MPS VI, a lysosomal storage disease, is caused by ARSB deficiency (Tomanin et al., 2018). The accumulation of GAGs caused by this enzyme deficiency leads to a variety of clinical symptoms, including skeletal deformities, stiff joints, and corneal clouding. MPSVI usually has serious progression, with symptoms that start in early childhood and worsen over time (Pohl et al., 2018). Determining the molecular mechanisms driving this condition requires knowledge of the variants in the ARSB gene and their effects on protein function. In this investigation, we looked at the possibility that harmful mutations in ARSB contribute to the pathophysiology of MPSVI.

We sought to identify alterations that could have a major effect on the stability and function of the ARSB protein by employing a comprehensive strategy that combines sequence- and structure-based analyses (Leal et al., 2025). Sequence-based methods, including SIFT, PolyPhen2, FATHMM, and Mutation Assessor, were used to predict the detrimental consequences of mutations. Structure-based techniques were used to evaluate the effects of changes on protein structure and aggregating propensity, including mCSM, DynaMut2, MAESTROweb, and PremPS. Our study's key finding is that these mutations may affect protein solubility, a defining characteristic of MPS VI. We thoroughly analysed 1224 ARSB gene variants obtained from the dbSNP and Ensembl databases, as well to other mutations identified. We investigated the effects of these alterations on the structure and function impacts of variations or mutations within the ARSB gene.

Five web-based resources were used to help the sequence-based evaluation: SIFT, PolyPhen2, FATHMM, and Mutation Assessor. Simultaneously, the structure-based method assessed single-point amino acid alterations in ARSB using mCSM, DynaMut2, MAESTROweb, and PremPS. Only mutations that the analyses showed to be high-confidence variations were sent for additional testing. We used the PhD-SNP and MutPred2 websites to explain the illness characteristics associated with these high-confidence variants, as will be covered in the sections that follow.
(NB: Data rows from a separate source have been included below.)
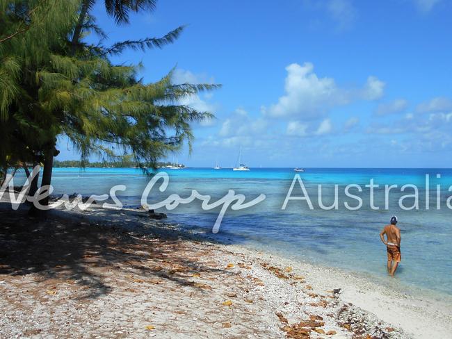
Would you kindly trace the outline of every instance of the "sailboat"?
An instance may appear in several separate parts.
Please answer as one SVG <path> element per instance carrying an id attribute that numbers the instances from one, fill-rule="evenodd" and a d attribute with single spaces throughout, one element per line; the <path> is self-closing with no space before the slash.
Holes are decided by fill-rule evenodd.
<path id="1" fill-rule="evenodd" d="M 239 166 L 234 167 L 233 171 L 249 171 L 250 168 L 245 164 L 242 163 L 242 148 L 240 147 L 240 152 L 239 152 Z"/>
<path id="2" fill-rule="evenodd" d="M 175 163 L 173 164 L 173 165 L 169 165 L 166 166 L 166 168 L 168 168 L 169 170 L 181 170 L 182 168 L 184 168 L 184 166 L 182 166 L 181 165 L 179 165 L 177 163 L 177 158 L 176 157 Z"/>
3.1. Deleterious mutations identification of nsSNPs

Sequence-based evaluation was performed on all nsSNPs utilising five online tools: SIFT, PolyPhen2, PROVEAN, Mutation Assessor, FATHMM Using the structure-based approach, 141 nsSNPs located in the ARSB gene were analysed (Table S1) using PremPs, MAESTROweb, DynaMut2, and mCSM. As the sole region identified through experimentation and available in the PDB database, only the highly probable nsSNPs have been selected for additional investigation. Using the PMut web server and MutPred2, high-probability nsSNPs' disease phenotypes were identified. We utilised FATHMM, SIFT, PolyPhen2, and SNPs&GO. Based on protein physical characteristics, SIFT classifies variants as either intolerant or tolerated; higher scores indicate a higher likelihood of toxicity. The study of 1224 single-point amino acid changes in ARSB using the sequence-based approach produced predictions from SIFT, PolyPhen2, Mutation Assessor, and FATHMM. These tools, particularly, highlighted the dangerous substitutions 302, 264, 238, and 167 (Figure). By combining these sequence-based predictive techniques, we were able to examine the possible molecular effects of mutations on functioning.

We used four different structure-based prediction technologies: DynaMut2, MAESTROweb, PremPS, and mCSM (Figure). By computing folding free energy, these tools assess the stability of variations by analysing atomic coordinates from the PDB file of the wild-type protein. Many of these tools use a machine-learning approach, combining different biophysics-based methodologies to predict the impact of variations on protein stabilisation. Folded (Gf) and unfolded (Gu) forms are computed in thermodynamics using the formula Δ G = Gu - Gf. ΔΔ G = Gm - Gw, wherein Gm is the energy of the protein that has been altered, and Gw is the energy of the wild-type protein, is used to assess the change in protein stability and the landscape of energy. A variation that stabilises a protein is indicated by a negative ΔΔ G value, whereas a mutation that destabilises the protein is suggested by a positive ΔΔ G score.

Concurrently, destabilising mutations were identified at 132, 130, 64, and 130 positions by structure-based predictions from mCSM, DynaMut2, MAESTROweb, and PremPS. To increase confidence in our results, we chose for further investigation only the modifications predicted by all sequence-based and structure-based methods to be detrimental. 44 amino acid changes that were considered harmful and destabilising were identified through this sorting process. These 44 changes were then analysed to investigate any possible connections to disease characteristics.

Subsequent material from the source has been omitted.